4. http://iom.edu/Reports/1999/To-Err-is-Human-Building-A-Safer-Health-System.aspx

6 Responses to Medication error responsible for four paediatric deaths

  1. Handtevy says:

    As a Pediatric Emergency Medicine Physician this story is very disturbing yet unfortunately has plagued medicine and in particular the field of pediatrics. The concerning portion, however, is that these deaths and mishaps ocurred in the non-emergent setting where time and stress are minimized to some extent. I have spent my career focusing on medical errors in the emergent setting, where seconds count and the difference between life and death depends on the success of the team. Systems that work are imperative as are the practice sessions required to perfect the choreographed dance of pediatric resuscitation.

    • reznickr says:

      Dear Peter

      Thanks for your comment.
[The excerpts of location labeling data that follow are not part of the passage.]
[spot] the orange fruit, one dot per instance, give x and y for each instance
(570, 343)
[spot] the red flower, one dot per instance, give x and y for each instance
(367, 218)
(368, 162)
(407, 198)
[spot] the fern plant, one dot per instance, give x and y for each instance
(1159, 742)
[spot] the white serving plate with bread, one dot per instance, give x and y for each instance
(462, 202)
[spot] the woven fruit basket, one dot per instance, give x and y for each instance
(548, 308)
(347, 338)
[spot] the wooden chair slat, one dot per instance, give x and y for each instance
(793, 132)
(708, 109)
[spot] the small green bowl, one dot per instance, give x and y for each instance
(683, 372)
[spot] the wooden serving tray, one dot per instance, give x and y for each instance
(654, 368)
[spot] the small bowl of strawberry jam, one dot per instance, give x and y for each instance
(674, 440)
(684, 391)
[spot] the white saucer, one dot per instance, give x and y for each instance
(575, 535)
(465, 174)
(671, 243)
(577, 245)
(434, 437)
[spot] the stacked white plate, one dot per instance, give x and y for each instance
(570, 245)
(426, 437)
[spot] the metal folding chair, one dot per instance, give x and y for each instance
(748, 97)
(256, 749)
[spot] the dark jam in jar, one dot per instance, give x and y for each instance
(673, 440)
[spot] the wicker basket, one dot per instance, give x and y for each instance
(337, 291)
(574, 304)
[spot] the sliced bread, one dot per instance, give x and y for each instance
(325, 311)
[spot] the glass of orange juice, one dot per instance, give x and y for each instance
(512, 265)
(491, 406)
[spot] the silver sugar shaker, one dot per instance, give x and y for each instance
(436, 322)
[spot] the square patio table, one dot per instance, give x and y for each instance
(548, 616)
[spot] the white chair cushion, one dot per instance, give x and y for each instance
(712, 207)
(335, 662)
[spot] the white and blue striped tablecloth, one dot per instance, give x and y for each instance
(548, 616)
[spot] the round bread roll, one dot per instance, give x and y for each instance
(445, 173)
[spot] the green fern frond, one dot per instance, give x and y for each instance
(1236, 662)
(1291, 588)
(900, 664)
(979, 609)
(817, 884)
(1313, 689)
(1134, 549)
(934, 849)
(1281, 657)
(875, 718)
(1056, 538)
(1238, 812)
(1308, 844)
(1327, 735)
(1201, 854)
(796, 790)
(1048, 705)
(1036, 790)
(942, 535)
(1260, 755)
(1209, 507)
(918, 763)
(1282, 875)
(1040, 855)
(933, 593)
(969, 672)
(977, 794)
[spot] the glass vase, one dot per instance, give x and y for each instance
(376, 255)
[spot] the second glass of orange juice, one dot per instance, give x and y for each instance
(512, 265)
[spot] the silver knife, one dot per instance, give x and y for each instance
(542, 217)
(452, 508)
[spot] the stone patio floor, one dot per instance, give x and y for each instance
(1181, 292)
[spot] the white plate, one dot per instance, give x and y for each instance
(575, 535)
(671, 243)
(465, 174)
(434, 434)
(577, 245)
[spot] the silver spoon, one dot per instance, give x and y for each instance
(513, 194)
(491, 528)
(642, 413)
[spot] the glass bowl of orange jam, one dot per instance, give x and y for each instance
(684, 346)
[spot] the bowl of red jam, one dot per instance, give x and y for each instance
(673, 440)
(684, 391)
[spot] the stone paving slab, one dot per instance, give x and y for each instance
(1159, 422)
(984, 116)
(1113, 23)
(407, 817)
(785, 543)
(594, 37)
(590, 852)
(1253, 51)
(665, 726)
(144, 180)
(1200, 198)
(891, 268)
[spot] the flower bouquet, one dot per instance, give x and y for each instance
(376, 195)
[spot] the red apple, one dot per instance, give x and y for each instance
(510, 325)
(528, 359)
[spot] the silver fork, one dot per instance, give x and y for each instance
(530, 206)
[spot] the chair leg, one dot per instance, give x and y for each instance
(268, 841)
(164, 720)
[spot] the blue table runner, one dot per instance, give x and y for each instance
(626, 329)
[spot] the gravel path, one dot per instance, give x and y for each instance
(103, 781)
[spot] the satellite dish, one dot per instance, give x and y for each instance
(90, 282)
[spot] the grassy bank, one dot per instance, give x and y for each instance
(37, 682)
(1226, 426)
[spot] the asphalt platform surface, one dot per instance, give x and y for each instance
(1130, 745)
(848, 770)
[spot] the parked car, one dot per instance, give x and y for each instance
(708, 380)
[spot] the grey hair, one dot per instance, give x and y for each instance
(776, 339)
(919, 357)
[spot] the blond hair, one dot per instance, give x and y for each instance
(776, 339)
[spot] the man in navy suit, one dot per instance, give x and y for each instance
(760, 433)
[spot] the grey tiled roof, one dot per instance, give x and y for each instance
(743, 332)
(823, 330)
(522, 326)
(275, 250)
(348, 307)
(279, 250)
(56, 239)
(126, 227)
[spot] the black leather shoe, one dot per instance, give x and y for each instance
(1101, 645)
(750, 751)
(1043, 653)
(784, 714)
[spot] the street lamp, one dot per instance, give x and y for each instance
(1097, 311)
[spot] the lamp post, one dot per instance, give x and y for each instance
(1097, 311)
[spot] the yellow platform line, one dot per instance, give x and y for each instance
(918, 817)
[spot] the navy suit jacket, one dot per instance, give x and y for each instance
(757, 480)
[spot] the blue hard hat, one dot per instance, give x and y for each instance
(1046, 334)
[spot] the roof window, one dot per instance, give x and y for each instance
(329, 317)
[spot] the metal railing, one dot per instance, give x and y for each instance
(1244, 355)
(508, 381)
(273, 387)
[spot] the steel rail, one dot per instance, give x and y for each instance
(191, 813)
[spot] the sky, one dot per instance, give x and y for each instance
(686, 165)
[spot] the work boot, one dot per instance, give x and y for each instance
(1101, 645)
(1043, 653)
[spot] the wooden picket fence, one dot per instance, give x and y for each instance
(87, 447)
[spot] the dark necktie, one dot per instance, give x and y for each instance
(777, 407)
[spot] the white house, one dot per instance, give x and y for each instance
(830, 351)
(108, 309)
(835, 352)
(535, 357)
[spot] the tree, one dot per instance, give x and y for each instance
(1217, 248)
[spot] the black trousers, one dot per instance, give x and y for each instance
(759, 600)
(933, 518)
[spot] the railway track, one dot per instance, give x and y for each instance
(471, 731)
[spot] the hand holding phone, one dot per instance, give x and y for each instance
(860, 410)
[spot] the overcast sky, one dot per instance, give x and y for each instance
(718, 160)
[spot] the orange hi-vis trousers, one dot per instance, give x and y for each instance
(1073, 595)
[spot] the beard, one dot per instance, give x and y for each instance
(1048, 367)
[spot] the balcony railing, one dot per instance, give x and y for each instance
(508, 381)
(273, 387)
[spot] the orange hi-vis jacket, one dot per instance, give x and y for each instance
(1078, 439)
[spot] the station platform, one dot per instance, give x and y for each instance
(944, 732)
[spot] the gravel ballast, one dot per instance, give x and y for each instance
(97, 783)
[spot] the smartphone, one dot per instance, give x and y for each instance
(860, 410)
I agree that an never ending focus on patient safety starts with establishing, refining and practicing all of the requisite competences.

      Richard

  2. Steve Iscoe says:

    People at University Health Network in Toronto, headed by Dr Joseph Fisher, developed a device, the Duocheck, that eliminates (zero errors in more than 300,000 uses as of April 2012) drug administration errors in the OR.

    UHN has now ‘obtained’ the device from the developers but I have no information about its availability.

    Declaration: I am a shareholder in Thornhill Research Inc., the company under whose aegis the Duocheck was developed.

    • reznickr says:

      Steve,

      Thanks for mentioning this. I agree with the inference, that we should more widely deploy technology to assist us with mitigation of medical error.

      Richard

  3. Stephen Archer says:

    Dear Richard:

    Thanks for highlighting this important systems problem. The Electronic health record with electronic physician order entry provides real time dose and indication guidance for MDs adn RNs and eliminates issues of abbreviations, legibility etc. Establishing such as system in our region is an essential step in reducing medication errors. The culture of quality which I know you and the hospitals are partnering on fostering, through the SEAMO reward for Departmental Quality committee, should also help.

    Thanks-Stephen Archer, Head of Medicine

    • reznickr says:

      Thanks Stephen,
      I agree that an EMR/Medication Order Entry System is essential and should be a Canadian hospital standard.